For years we’ve been selling China a lot of our bonds. We need the money and they want a safe place to put their money. Some people said that we were at their mercy, but really we had them by the balls. A big borrower always has leverage against his main creditor, because creditors want their money back and are reluctant to do anything that might interfere with the big borrower’s earning ability.
Since our government is increasing its spending substantially, and borrowing to cover much of the new spending, we need China more than we used to. If we can’t sell more bonds we will have to print even more money or raise tax rates even higher than is already planned. Either course of action would eventually be politically costly, perhaps ruinous, for the Obama adminstration. So Treasury Secretary Geithner has been spending a lot of time trying to persuade the Chinese to buy more US bonds.

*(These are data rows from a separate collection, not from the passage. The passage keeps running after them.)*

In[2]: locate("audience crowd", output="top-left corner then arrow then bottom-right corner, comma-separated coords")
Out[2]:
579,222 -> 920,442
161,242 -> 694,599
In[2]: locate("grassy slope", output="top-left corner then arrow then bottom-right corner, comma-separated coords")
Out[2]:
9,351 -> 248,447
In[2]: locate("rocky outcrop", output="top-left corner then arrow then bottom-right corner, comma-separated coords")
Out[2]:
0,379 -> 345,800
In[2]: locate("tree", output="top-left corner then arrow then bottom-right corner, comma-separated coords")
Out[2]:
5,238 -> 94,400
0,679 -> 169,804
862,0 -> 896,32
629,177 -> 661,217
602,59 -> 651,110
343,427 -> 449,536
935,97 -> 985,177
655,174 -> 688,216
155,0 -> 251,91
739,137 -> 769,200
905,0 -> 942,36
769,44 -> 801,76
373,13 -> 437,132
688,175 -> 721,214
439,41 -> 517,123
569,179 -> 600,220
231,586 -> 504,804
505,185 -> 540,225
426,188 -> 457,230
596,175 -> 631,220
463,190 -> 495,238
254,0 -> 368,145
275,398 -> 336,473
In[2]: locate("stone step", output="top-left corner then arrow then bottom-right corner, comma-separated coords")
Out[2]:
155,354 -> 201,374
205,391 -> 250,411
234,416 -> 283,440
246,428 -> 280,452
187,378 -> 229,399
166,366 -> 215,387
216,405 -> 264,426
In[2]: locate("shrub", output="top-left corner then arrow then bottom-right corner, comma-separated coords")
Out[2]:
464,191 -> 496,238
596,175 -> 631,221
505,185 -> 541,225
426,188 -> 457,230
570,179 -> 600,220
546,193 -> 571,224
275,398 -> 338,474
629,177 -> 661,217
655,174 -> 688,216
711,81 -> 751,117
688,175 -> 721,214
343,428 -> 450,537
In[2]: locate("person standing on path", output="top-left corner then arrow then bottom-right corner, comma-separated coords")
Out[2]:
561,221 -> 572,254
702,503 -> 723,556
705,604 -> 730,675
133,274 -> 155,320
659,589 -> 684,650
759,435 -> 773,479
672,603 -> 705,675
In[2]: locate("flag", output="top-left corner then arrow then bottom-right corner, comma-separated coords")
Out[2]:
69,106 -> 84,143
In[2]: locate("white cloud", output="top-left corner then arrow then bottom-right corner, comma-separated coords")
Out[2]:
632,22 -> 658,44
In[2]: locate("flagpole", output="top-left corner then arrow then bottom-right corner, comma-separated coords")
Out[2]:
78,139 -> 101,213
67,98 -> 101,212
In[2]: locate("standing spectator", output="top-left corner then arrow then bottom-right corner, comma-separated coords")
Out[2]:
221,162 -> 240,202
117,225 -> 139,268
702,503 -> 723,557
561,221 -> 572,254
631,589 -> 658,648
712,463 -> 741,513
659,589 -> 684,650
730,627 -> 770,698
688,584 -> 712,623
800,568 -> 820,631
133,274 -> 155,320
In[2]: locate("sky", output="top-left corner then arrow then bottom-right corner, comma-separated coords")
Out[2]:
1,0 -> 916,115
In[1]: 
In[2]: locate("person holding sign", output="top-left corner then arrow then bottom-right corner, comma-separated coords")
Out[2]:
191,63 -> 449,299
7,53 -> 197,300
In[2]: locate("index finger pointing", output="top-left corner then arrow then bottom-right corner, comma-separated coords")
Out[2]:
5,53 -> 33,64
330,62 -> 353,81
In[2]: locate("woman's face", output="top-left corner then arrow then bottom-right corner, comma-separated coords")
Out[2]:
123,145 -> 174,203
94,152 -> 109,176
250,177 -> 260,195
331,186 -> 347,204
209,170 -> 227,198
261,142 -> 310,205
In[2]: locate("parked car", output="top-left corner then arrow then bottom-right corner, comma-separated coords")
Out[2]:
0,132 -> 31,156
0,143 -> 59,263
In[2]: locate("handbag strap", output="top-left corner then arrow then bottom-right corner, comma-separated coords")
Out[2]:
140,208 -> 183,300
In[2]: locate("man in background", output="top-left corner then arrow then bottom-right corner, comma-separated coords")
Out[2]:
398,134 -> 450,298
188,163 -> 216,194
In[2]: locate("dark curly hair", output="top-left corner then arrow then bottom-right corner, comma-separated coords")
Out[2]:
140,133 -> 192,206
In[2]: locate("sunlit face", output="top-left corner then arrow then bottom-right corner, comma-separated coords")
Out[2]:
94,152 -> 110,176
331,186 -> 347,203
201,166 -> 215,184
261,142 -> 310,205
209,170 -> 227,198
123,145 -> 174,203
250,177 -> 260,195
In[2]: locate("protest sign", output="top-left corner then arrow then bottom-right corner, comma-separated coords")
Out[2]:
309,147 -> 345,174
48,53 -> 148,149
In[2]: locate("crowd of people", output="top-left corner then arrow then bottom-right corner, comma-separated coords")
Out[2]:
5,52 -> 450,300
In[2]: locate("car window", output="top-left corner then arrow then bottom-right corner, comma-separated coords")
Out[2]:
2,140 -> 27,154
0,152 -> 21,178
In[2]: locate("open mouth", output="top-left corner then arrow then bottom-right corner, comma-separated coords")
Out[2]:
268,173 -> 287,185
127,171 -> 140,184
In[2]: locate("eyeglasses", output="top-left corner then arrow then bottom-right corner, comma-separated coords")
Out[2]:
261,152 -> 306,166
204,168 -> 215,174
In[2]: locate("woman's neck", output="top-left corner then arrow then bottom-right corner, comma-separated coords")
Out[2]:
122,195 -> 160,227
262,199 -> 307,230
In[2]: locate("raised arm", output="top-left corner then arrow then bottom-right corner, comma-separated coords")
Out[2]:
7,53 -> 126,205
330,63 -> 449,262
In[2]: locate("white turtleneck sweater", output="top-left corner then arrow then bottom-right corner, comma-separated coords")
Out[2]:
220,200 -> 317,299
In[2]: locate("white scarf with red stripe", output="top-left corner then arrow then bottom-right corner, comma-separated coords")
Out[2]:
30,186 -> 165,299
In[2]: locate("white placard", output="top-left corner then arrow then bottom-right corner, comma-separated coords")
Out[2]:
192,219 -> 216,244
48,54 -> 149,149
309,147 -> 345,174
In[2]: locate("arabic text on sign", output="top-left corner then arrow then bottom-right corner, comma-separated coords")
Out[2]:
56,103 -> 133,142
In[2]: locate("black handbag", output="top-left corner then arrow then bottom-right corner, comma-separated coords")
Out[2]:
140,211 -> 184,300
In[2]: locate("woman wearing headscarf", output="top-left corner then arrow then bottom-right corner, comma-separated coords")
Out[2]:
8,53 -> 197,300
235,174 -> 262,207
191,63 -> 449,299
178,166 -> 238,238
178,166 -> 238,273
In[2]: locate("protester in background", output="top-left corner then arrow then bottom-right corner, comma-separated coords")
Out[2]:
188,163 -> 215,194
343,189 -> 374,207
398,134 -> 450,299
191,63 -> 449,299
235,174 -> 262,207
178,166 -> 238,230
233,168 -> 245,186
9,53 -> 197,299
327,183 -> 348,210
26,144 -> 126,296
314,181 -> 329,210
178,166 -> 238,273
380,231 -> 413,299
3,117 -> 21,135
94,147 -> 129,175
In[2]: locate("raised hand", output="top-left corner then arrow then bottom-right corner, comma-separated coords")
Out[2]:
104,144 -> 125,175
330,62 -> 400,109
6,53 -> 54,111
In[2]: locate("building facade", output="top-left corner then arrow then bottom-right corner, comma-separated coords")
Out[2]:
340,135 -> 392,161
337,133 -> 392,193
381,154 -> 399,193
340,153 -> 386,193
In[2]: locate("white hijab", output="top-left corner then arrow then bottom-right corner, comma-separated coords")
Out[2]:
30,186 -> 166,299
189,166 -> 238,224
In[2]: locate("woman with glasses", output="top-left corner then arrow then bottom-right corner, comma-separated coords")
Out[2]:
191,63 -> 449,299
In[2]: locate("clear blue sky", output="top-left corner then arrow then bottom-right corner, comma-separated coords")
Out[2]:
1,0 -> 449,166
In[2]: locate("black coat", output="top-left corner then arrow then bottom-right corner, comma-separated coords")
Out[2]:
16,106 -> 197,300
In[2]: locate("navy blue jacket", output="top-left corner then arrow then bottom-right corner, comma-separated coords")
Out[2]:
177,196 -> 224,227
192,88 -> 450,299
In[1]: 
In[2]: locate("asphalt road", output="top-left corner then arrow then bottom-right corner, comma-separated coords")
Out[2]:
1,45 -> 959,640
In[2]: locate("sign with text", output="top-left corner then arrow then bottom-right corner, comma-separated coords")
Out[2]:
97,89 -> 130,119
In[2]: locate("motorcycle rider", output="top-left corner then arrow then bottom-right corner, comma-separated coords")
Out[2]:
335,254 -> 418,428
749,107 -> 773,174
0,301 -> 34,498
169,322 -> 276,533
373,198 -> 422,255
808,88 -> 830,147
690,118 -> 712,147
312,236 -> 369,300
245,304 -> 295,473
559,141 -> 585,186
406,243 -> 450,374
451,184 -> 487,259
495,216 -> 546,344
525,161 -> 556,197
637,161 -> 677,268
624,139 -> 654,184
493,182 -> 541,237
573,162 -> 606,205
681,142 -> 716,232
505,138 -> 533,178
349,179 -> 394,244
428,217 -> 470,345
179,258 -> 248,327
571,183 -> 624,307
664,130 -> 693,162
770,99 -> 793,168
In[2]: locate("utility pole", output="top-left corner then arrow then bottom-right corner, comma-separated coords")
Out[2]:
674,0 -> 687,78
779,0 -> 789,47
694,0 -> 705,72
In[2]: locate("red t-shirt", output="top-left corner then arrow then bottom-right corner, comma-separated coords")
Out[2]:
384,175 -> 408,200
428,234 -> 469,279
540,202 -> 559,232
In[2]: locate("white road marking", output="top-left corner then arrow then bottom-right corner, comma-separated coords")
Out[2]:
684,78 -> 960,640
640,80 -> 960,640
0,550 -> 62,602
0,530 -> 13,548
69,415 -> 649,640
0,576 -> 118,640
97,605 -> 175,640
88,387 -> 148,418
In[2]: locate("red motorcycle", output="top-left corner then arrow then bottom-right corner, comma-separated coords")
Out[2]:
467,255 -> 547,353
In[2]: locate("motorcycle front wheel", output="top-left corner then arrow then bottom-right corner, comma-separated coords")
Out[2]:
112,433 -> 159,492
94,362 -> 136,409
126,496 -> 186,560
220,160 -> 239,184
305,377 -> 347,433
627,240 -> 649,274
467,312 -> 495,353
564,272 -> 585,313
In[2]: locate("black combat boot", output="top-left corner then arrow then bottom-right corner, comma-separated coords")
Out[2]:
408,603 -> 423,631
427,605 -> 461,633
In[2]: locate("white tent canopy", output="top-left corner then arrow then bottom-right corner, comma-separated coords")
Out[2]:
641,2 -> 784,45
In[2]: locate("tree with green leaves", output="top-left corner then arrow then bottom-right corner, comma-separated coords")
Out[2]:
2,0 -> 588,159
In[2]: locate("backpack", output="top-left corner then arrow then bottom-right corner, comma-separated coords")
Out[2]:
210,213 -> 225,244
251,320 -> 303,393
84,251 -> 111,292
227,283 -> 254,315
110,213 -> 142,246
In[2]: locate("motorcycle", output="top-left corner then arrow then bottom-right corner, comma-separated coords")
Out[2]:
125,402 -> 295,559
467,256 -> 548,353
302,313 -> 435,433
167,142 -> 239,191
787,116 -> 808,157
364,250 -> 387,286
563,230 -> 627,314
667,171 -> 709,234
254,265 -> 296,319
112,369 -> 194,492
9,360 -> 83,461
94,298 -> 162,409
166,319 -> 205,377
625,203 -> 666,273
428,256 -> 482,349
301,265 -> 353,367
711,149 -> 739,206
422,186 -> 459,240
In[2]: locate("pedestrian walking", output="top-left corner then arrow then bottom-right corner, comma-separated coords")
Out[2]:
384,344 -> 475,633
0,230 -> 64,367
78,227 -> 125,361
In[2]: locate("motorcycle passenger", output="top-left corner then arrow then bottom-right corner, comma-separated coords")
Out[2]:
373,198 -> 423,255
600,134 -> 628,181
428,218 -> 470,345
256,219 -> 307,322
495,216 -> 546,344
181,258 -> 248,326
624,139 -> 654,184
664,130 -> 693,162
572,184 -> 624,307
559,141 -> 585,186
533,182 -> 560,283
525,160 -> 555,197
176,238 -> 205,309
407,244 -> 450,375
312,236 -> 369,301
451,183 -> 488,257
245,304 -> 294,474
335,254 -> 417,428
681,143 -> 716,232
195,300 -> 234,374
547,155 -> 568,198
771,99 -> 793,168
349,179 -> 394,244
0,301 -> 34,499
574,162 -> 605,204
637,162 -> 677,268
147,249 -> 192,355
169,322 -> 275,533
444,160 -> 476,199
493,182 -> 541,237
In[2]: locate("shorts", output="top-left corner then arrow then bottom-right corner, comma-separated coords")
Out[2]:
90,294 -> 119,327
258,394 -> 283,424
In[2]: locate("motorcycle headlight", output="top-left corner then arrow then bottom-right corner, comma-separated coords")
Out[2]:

I think it’s reasonable to ask what price our country will pay in exchange for Chinese financial cooperation (we are asking them to take more risk, after all), and whether the Obama administration has a conflict of interest. Obama can do things to benefit the Chinese government — such as by muting actions that we might otherwise take in response to China’s military expansion or its hostile behavior toward our ally Taiwan or its human-rights abuses or its lack of cooperation on North Korea — that will be costly for us but whose costs will not be obvious for years. Obama has a strong political incentive to get his expensive programs passed. Could his personal political interest be allowed to trump the national interest? It might if the rest of us don’t pay attention.
(BTW, we’ve also been selling a lot of our bonds to Gulf oil states. Might there be some worrisome quid pro quos there as well?)